Christendom

The word Christendom encompasses the Medieval and Renaissance idea of the central place of Christianity in the lives of nations, countries, states, and individuals. The definition of Christendom is a group of people or nations under a Christian set of morals and values. The term Christendom refers to the impact of Christianity on the world. It refers not just to a group of people, but also to territory where Christianity became a vital part of the inhabitants' lives. Christendom in its earlier stages came to refer to Christians united into one body. This unity was very significant because it was a unity of religion, but it was also a political unity creating powerful alliances. Thus the east and west were united in belief in one Holy Catholic and Apostolic Church. It is a historical term, which designates how Christianity was a unifying force and lent its tenets to be the basis by which nations, countries, and individuals lived during the time of Christendom. It is the time when Christianity regarded itself as the foundation for all civilized society. Christianity came to provide a measure of cultural commonality for the diverse people of Western Eurasia, much as Chinese civilization and Buddhism did for those of East Asia and Islam did for the Middle East and beyond. By 1300, almost all of these societies, from Ireland and England in the west Russia in the East- had embraced in some form the teachings of the Jewish artisan called Jesus. At the same time, that part known as the Byzantine Empire deeply divided. Its easter half, known as the Byzantine Empire or Byzantium, encompassed much of the eastern Mediterranean basin while continuing the traditions of the Greco-Roman world, thought on a smaller scale, until its conquest by the Muslim Ottoman Empire in 1453. Centered on the magnificent city of Constantinople, Byzantium gradually evolved a particular from of Christianity known as Eastern Orthodox. Like the Byzantium, the Latin West ultimately became thoroughly Christian, but it was a gradually process lasting centuries, and its Roman Catholic version of the faith, increasingly centered the pope, had an independence from political authorities that the Eastern Orthodox church did not.

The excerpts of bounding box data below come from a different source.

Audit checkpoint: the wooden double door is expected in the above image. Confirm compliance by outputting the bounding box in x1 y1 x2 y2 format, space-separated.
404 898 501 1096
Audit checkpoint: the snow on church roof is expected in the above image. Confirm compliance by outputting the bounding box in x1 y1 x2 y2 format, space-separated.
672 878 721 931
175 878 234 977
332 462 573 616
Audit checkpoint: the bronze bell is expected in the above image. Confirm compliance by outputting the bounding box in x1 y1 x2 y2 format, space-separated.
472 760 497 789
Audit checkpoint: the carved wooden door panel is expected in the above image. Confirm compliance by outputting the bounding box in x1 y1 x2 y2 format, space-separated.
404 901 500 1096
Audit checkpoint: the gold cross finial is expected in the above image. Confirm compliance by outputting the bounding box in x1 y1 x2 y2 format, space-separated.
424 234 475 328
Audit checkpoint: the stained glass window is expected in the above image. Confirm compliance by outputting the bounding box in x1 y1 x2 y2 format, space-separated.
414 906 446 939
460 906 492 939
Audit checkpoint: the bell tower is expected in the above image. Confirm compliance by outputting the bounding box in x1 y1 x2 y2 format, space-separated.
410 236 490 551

Moreover, the Western Church in particular and its society in general were far more rural than Byzantium and certainly had nothing to compare to the splendor of Constantinople. 

The story of Christendom in the era of third wave civilizations is one of contractions and expansions. As religion, Christianity contracted sharply in Asia and Africa even as it expanded in Western Europe and Russia. As a civilization Christianity Byzantium flourish for a time, then gradually contracted and finally disappear. The trajectory of civilization in the West traced an opposite path, at first contracting as the Roman Empire collapsed and later expanding as a new and blended civilization took in Western Europe.



Strayer, Robert. Ways of the World: A Brief Global History. Boston: Bedford/St. Martin’s. 2009.